Brand Tags is a website about something very near the absolute truth when it comes to the essence of brands. It is truthful because it is not about positioning statements or a theories of meaning emanating from self-proclaimed branding gurus sitting deep inside corporate campuses. Instead, it uses crowdsourcing to let all of us know what all of us really think brands stand for.
It is instructive and illuminating to peruse the catalog of brands. For instance, this site helped me understand the gap I feel between my fondness for cars made by BMW and some aspects of the brand that surrounds them. Here’s what the crowd thinks of BMW:
I admire this site because it flips the fundamental equation of formal market research on its head. Instead of a few asking the many to provide isolated points of data which are aggregated in private for the exclusive use of the few, this is about the many publicly commenting on the work of a few. It’s brand equity made transparent. The internet changes the equation of one-to-many communications such as market research so radically that we have to question many of the market research methodologies that worked well for the past fifty years.

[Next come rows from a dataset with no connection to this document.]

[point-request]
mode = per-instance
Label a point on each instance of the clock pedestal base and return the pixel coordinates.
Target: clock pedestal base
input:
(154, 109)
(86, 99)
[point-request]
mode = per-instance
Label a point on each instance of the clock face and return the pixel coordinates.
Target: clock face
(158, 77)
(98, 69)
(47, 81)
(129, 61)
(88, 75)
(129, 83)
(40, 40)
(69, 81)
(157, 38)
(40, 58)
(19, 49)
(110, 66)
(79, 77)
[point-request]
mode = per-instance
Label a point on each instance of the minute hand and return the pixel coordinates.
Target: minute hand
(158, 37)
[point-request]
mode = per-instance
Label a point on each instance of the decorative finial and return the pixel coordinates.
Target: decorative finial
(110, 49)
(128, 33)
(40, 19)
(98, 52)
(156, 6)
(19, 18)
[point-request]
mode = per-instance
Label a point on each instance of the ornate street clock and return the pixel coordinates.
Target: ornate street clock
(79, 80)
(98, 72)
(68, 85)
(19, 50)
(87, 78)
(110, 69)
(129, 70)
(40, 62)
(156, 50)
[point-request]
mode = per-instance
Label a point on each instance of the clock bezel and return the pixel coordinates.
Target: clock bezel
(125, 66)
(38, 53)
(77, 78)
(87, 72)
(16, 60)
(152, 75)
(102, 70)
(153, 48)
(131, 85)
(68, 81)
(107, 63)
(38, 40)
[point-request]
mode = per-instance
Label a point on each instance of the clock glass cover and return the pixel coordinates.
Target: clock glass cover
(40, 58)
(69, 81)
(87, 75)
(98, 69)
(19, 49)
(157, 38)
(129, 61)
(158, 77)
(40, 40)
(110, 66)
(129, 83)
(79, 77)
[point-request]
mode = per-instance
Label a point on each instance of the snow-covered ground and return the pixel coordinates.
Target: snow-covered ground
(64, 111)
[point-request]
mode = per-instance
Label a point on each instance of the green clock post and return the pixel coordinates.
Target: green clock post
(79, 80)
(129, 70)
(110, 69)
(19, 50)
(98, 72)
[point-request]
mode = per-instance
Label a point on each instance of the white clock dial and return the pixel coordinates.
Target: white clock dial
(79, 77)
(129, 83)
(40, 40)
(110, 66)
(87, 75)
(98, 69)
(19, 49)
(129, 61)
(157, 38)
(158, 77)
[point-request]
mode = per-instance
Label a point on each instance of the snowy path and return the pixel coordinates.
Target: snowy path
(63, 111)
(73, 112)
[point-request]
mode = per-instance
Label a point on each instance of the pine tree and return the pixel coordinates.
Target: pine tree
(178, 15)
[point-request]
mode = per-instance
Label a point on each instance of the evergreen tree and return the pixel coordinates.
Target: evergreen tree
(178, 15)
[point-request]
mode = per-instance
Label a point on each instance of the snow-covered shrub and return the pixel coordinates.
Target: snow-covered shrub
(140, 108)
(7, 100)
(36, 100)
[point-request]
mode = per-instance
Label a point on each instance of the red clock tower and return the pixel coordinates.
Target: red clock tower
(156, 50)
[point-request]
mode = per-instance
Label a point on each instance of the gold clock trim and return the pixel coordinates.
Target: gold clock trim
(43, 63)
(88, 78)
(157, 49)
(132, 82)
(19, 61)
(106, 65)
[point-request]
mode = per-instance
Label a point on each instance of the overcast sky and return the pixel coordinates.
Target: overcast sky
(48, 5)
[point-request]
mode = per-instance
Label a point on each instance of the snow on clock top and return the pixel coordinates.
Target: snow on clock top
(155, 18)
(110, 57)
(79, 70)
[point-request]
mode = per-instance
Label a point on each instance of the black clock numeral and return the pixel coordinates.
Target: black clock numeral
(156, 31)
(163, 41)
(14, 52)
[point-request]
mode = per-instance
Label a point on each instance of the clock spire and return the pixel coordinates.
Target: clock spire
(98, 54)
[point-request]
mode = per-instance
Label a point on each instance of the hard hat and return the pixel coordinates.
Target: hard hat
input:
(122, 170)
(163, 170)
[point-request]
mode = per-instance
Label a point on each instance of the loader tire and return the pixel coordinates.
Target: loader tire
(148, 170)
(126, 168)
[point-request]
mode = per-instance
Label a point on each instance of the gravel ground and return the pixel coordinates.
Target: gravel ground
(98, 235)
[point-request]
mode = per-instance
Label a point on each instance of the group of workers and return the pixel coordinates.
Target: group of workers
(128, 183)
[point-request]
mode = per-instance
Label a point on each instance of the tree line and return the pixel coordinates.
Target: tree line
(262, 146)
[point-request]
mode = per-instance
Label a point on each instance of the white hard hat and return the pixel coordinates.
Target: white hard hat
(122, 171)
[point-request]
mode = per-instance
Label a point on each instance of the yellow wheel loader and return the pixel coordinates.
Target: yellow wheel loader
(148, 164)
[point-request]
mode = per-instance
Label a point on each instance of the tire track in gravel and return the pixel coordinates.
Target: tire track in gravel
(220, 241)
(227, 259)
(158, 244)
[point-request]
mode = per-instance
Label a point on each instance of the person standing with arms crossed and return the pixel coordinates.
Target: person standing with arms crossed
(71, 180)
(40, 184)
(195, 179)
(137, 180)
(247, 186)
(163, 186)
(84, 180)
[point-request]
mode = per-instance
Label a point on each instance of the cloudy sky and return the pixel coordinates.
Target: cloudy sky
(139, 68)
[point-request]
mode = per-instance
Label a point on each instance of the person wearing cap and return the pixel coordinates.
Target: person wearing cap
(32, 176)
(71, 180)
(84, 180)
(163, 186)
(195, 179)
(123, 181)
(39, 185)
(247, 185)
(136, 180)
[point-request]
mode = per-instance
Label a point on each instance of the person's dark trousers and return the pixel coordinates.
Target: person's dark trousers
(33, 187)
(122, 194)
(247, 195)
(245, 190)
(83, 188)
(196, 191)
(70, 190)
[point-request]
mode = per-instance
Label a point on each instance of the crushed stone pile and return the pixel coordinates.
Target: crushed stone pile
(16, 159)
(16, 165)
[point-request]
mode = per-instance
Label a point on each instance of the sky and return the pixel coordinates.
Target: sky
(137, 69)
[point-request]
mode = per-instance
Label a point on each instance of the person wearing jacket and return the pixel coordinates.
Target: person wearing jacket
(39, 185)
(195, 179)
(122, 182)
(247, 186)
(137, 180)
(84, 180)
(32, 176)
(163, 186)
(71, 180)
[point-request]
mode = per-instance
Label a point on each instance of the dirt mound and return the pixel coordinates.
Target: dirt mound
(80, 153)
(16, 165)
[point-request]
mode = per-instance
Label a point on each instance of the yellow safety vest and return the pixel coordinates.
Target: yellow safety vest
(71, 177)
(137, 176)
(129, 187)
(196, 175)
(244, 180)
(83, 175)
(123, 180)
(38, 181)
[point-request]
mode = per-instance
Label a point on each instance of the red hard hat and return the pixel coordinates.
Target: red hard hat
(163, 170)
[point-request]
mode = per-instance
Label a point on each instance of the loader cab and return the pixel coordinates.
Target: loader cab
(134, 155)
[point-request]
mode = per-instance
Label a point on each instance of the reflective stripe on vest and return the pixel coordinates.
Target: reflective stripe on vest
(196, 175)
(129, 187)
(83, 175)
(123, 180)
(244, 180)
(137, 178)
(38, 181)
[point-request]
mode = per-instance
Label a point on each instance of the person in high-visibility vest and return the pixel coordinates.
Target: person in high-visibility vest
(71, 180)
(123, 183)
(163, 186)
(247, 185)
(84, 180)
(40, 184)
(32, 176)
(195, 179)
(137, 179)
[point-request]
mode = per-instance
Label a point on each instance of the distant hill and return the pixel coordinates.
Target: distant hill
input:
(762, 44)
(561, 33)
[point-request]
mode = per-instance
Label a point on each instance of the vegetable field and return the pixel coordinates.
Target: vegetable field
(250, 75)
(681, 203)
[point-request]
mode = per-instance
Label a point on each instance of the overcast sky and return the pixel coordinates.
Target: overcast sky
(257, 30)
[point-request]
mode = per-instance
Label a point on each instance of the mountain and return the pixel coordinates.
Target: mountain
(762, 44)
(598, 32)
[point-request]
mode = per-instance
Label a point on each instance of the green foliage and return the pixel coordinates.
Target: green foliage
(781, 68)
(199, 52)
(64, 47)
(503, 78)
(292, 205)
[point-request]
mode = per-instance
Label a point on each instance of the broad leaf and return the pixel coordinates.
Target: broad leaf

Enough sermonizing. The battle mode is a fun time sink — watch out!
It’s not the people that humbly appreciate their BMW’s that are the A-holes; it’s the ones who buy BMW’s because that’s what they’re supposed to buy to be cool. Those types of BMW drivers tend to be arrogant and use their car as an ego crutch object in attempts to make themselves feel better than others. This phenomena is not exclusive to BMW drivers though. It transcends many brands.